As Mr. Shannon took the two around the “man-made moon,” they were almost overcome by all the wonderful things they saw. They learned that the Wheel in the Sky was both a scientific laboratory and a military lookout. With their big telescopes, the Space Guard could see every mile of Earth, for the Wheel circled the globe several times a day.

While the Shannons were in the Military Lookout Room peering at the world through a telescope, Sue said, “I wish Mom could be here with us.”

“I do, too, Sis,” Steve replied. “But it would take all the soldiers in the Humpty-Dumpty story to get Mom into a rocket, wouldn’t it, Dad?”

Mr. Shannon chuckled. “I believe it would, Son.”

Their father leaned over and whispered something to the officer at the telescope, who nodded. The man slipped a high power lens on the telescope and turned it on a certain part of the United States, toward which the Wheel was slowly moving.

“Take another look, Sue,” her father said.

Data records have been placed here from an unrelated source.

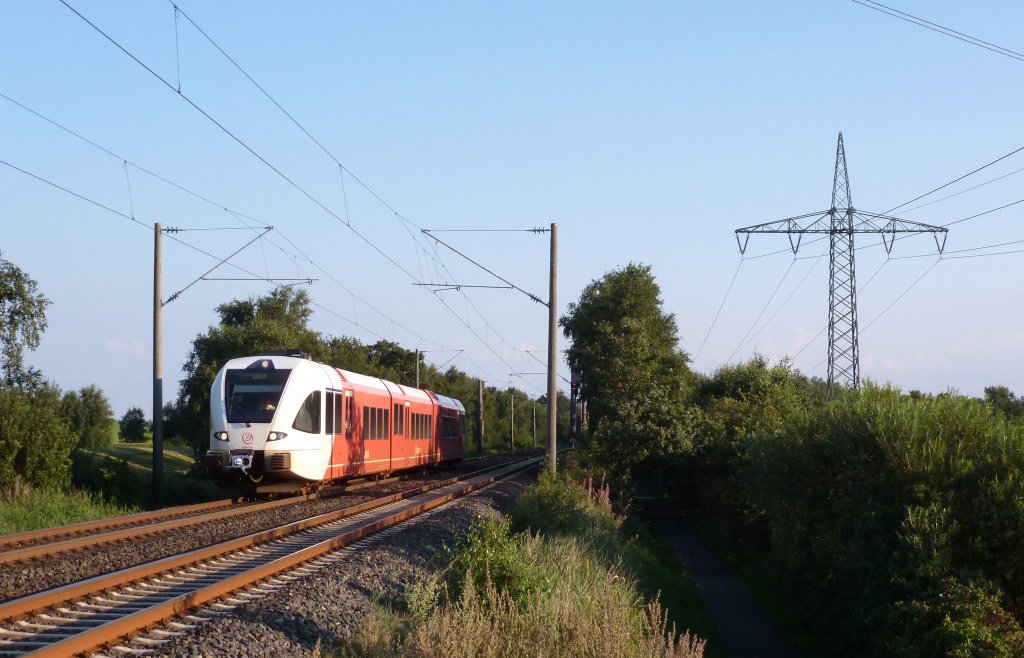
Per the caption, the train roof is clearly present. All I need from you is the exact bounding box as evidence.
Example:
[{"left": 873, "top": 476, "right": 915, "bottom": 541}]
[
  {"left": 221, "top": 354, "right": 461, "bottom": 407},
  {"left": 433, "top": 393, "right": 465, "bottom": 413}
]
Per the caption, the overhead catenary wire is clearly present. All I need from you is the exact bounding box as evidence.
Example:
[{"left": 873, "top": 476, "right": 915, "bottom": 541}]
[
  {"left": 0, "top": 157, "right": 402, "bottom": 341},
  {"left": 59, "top": 0, "right": 420, "bottom": 283},
  {"left": 60, "top": 2, "right": 545, "bottom": 387},
  {"left": 169, "top": 0, "right": 542, "bottom": 366},
  {"left": 0, "top": 90, "right": 452, "bottom": 351}
]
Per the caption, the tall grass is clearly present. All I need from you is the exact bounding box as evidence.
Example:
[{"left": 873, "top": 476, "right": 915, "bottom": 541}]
[
  {"left": 687, "top": 375, "right": 1024, "bottom": 657},
  {"left": 337, "top": 472, "right": 708, "bottom": 658},
  {"left": 0, "top": 480, "right": 138, "bottom": 534}
]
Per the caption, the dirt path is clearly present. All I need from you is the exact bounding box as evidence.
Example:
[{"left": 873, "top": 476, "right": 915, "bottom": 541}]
[{"left": 655, "top": 513, "right": 796, "bottom": 658}]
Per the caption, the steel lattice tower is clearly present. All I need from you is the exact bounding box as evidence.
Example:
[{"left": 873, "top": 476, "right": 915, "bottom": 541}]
[{"left": 735, "top": 133, "right": 948, "bottom": 398}]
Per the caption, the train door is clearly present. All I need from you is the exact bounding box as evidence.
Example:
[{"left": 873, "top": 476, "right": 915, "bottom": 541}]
[
  {"left": 346, "top": 391, "right": 362, "bottom": 475},
  {"left": 325, "top": 390, "right": 344, "bottom": 480}
]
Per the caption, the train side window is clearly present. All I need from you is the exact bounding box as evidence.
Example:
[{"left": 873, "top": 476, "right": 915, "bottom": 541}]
[
  {"left": 384, "top": 408, "right": 390, "bottom": 439},
  {"left": 362, "top": 406, "right": 371, "bottom": 439},
  {"left": 393, "top": 404, "right": 403, "bottom": 435},
  {"left": 325, "top": 392, "right": 335, "bottom": 435},
  {"left": 333, "top": 393, "right": 343, "bottom": 436},
  {"left": 292, "top": 391, "right": 321, "bottom": 434}
]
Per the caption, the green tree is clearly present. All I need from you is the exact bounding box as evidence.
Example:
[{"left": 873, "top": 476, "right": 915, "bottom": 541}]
[
  {"left": 0, "top": 383, "right": 74, "bottom": 490},
  {"left": 177, "top": 287, "right": 326, "bottom": 458},
  {"left": 119, "top": 406, "right": 148, "bottom": 442},
  {"left": 62, "top": 385, "right": 116, "bottom": 448},
  {"left": 984, "top": 385, "right": 1024, "bottom": 419},
  {"left": 559, "top": 263, "right": 695, "bottom": 479},
  {"left": 0, "top": 251, "right": 50, "bottom": 386}
]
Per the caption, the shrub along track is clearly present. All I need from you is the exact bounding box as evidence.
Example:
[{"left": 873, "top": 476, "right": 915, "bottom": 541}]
[
  {"left": 0, "top": 456, "right": 538, "bottom": 657},
  {"left": 0, "top": 454, "right": 517, "bottom": 602}
]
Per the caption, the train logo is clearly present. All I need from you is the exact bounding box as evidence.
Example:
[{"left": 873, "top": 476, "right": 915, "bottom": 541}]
[{"left": 242, "top": 433, "right": 253, "bottom": 444}]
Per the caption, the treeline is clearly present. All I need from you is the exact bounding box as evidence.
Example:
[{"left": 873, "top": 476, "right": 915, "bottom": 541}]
[
  {"left": 0, "top": 252, "right": 130, "bottom": 492},
  {"left": 169, "top": 287, "right": 568, "bottom": 463},
  {"left": 563, "top": 263, "right": 1024, "bottom": 657}
]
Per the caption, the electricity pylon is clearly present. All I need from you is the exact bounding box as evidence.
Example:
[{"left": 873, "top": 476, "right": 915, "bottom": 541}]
[{"left": 735, "top": 133, "right": 948, "bottom": 398}]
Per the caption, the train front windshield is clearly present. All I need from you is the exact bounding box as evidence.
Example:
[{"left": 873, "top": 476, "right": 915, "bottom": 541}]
[{"left": 225, "top": 368, "right": 292, "bottom": 424}]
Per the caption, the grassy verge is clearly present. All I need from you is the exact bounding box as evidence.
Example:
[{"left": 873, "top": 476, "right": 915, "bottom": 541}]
[
  {"left": 335, "top": 470, "right": 711, "bottom": 657},
  {"left": 0, "top": 485, "right": 138, "bottom": 534},
  {"left": 72, "top": 442, "right": 225, "bottom": 509}
]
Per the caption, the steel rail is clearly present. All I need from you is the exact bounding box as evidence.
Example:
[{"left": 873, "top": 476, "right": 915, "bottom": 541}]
[
  {"left": 2, "top": 457, "right": 537, "bottom": 657},
  {"left": 0, "top": 456, "right": 529, "bottom": 624},
  {"left": 0, "top": 455, "right": 503, "bottom": 563},
  {"left": 0, "top": 498, "right": 237, "bottom": 551},
  {"left": 0, "top": 452, "right": 503, "bottom": 556}
]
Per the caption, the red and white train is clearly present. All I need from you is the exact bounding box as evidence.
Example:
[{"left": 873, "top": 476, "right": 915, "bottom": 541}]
[{"left": 204, "top": 352, "right": 465, "bottom": 484}]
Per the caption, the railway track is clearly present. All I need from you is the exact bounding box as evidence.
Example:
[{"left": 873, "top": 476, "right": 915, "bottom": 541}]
[
  {"left": 0, "top": 455, "right": 537, "bottom": 657},
  {"left": 0, "top": 453, "right": 507, "bottom": 568}
]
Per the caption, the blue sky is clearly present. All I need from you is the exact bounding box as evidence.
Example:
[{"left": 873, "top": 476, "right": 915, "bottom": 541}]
[{"left": 2, "top": 1, "right": 1023, "bottom": 415}]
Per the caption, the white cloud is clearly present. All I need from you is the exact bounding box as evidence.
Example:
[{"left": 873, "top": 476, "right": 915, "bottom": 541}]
[{"left": 104, "top": 339, "right": 145, "bottom": 358}]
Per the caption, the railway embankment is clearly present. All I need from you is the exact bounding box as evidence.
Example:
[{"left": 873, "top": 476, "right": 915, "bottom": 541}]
[{"left": 143, "top": 467, "right": 710, "bottom": 657}]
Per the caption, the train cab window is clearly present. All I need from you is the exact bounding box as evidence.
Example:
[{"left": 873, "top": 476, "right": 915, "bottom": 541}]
[{"left": 292, "top": 391, "right": 321, "bottom": 434}]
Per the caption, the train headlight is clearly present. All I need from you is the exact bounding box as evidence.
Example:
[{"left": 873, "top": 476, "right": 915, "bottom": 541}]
[
  {"left": 267, "top": 431, "right": 288, "bottom": 442},
  {"left": 213, "top": 431, "right": 229, "bottom": 442}
]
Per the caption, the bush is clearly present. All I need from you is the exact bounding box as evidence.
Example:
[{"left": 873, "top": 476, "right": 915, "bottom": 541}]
[
  {"left": 344, "top": 526, "right": 704, "bottom": 658},
  {"left": 0, "top": 383, "right": 75, "bottom": 491},
  {"left": 683, "top": 380, "right": 1024, "bottom": 656},
  {"left": 444, "top": 516, "right": 546, "bottom": 608}
]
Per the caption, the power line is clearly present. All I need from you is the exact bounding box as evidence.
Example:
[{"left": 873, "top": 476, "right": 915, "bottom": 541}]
[
  {"left": 900, "top": 165, "right": 1024, "bottom": 214},
  {"left": 740, "top": 144, "right": 1024, "bottom": 260},
  {"left": 726, "top": 259, "right": 795, "bottom": 364},
  {"left": 732, "top": 255, "right": 825, "bottom": 360},
  {"left": 789, "top": 254, "right": 889, "bottom": 363},
  {"left": 807, "top": 257, "right": 943, "bottom": 373},
  {"left": 885, "top": 146, "right": 1024, "bottom": 214},
  {"left": 849, "top": 0, "right": 1024, "bottom": 64},
  {"left": 694, "top": 258, "right": 744, "bottom": 360}
]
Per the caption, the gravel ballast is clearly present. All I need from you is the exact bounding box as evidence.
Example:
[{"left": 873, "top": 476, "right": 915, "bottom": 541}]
[
  {"left": 0, "top": 456, "right": 519, "bottom": 603},
  {"left": 146, "top": 471, "right": 535, "bottom": 657}
]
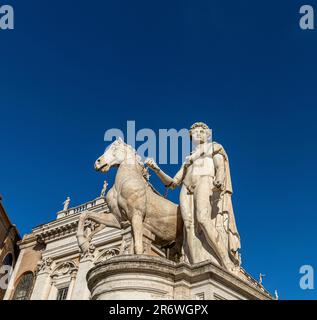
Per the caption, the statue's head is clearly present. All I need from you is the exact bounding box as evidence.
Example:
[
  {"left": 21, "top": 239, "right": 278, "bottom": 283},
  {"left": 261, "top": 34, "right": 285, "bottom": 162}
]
[
  {"left": 189, "top": 122, "right": 212, "bottom": 144},
  {"left": 95, "top": 137, "right": 141, "bottom": 173}
]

Sue eagerly went to the eyepiece. The telescope brought a city into very close range. It seemed as if she had only to reach out a finger to touch the tall spire of a building. Suddenly she gasped. She knew that building! It was the home office of her father’s place of work. The city was Little Rock, Arkansas, their own home!

“Steve, look!” she said excitedly to her brother and let him see for himself.

Steve was as thrilled as Sue. Together they moved the telescope lens over all the familiar spots of the great space city, which in this day had a million population. They were able to locate the wee speck that was their own home in the suburbs.

“I can almost see Mom hanging out the wash in the yard!” Steve said with a grin.

Before the children were through looking, they noticed several black hazy spots in different parts of the state.

“What are these, Dad?” Steve asked, showing them to his father.

“They’re tornadoes, Son,” Mr. Shannon replied. “There seems to be an unusually large crop of them this season. There are even some close to Little Rock. The Weather Control Bureau here has a way of dealing with them, though. They do many skillful things in Weather Control. They can make it rain in dry parts of the world and even melt snow drifts in blizzard areas.”